Speaker
Description
We consider a version of the low-scale type I seesaw mechanism for generating small neutrino masses, as an alternative to the standard seesaw scenario. It involves two right-handed (RH) neutrinos $\nu_{1R}$ and $\nu_{2R}$ having a Majorana mass term with mass $M$, which conserves the lepton charge $L$. The RH neutrino $\nu_{2R}$ has lepton-charge conserving Yukawa couplings $g_{\ell 2}$ to the lepton and Higgs doublet fields, while small lepton-charge breaking effects are assumed to induce tiny lepton-charge violating Yukawa couplings $g_{\ell 1}$ for $\nu_{1R}$, $l=e,\mu,\tau$. In this approach the smallness of neutrino masses is related to the smallness of the Yukawa coupling of $\nu_{1R}$ and not to the large value of $M$: the RH neutrinos can have masses in the few GeV to a few TeV range.

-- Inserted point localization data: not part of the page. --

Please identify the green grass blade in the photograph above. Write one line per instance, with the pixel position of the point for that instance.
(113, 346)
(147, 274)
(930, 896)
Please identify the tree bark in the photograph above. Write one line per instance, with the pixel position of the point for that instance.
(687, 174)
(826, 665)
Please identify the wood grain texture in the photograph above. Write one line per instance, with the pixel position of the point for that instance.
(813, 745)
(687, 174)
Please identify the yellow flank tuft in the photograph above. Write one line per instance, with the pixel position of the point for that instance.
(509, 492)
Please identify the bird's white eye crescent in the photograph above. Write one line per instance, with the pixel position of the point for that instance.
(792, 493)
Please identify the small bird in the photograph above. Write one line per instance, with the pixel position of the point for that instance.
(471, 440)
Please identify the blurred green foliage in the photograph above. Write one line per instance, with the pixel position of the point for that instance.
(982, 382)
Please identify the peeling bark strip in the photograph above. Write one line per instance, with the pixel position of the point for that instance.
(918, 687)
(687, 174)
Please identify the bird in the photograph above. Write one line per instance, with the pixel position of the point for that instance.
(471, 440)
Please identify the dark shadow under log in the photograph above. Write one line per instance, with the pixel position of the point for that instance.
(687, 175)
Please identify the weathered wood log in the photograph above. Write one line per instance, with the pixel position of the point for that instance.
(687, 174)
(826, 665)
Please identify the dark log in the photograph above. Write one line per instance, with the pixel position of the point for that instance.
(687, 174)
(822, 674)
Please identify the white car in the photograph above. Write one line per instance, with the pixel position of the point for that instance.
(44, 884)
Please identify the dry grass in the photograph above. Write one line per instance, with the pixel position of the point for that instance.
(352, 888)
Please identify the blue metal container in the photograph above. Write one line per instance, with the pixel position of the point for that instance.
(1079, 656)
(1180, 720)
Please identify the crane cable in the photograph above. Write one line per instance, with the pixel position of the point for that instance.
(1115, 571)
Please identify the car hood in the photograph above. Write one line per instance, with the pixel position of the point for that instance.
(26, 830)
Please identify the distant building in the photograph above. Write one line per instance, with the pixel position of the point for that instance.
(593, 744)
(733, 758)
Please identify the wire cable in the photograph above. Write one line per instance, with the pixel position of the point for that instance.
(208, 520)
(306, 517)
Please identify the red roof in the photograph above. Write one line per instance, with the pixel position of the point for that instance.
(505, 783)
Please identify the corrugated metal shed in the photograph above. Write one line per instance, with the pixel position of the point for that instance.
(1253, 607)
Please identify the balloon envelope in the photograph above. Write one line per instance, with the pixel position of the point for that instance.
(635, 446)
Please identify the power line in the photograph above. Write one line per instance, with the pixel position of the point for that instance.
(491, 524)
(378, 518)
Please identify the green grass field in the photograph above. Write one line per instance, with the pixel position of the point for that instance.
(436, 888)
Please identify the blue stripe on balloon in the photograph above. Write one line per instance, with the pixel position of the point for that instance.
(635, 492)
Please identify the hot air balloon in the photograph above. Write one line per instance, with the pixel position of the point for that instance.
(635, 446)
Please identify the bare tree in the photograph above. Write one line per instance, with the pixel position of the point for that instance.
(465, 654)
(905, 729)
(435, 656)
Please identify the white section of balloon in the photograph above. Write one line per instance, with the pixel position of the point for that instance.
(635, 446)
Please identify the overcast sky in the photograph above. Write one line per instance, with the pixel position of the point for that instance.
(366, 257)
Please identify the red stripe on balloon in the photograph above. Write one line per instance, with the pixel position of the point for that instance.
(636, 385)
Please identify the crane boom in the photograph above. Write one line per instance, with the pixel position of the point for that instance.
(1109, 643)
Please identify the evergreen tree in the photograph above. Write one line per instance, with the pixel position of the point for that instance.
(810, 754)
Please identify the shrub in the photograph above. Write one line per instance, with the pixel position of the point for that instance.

The Yukawa couplings $|g_{\ell 2}|$ can be much larger than $|g_{\ell 1}|$, of the order $|g_{\ell 2}| \sim 10^{-4} - 10^{-2}$, leading to interesting low-energy phenomenology. We consider a specific realisation of this scenario within the Froggatt-Nielsen approach to fermion masses. In this model the Dirac CP violation phase $\delta$ is predicted to have approximately one of the values $\delta \simeq \pi/4,\, 3\pi/4$, or $5\pi/4,\, 7\pi/4$, or to lie in a narrow interval around one of these values. The low-energy phenomenology of the considered low-scale seesaw scenario of neutrino mass generation is also briefly discussed.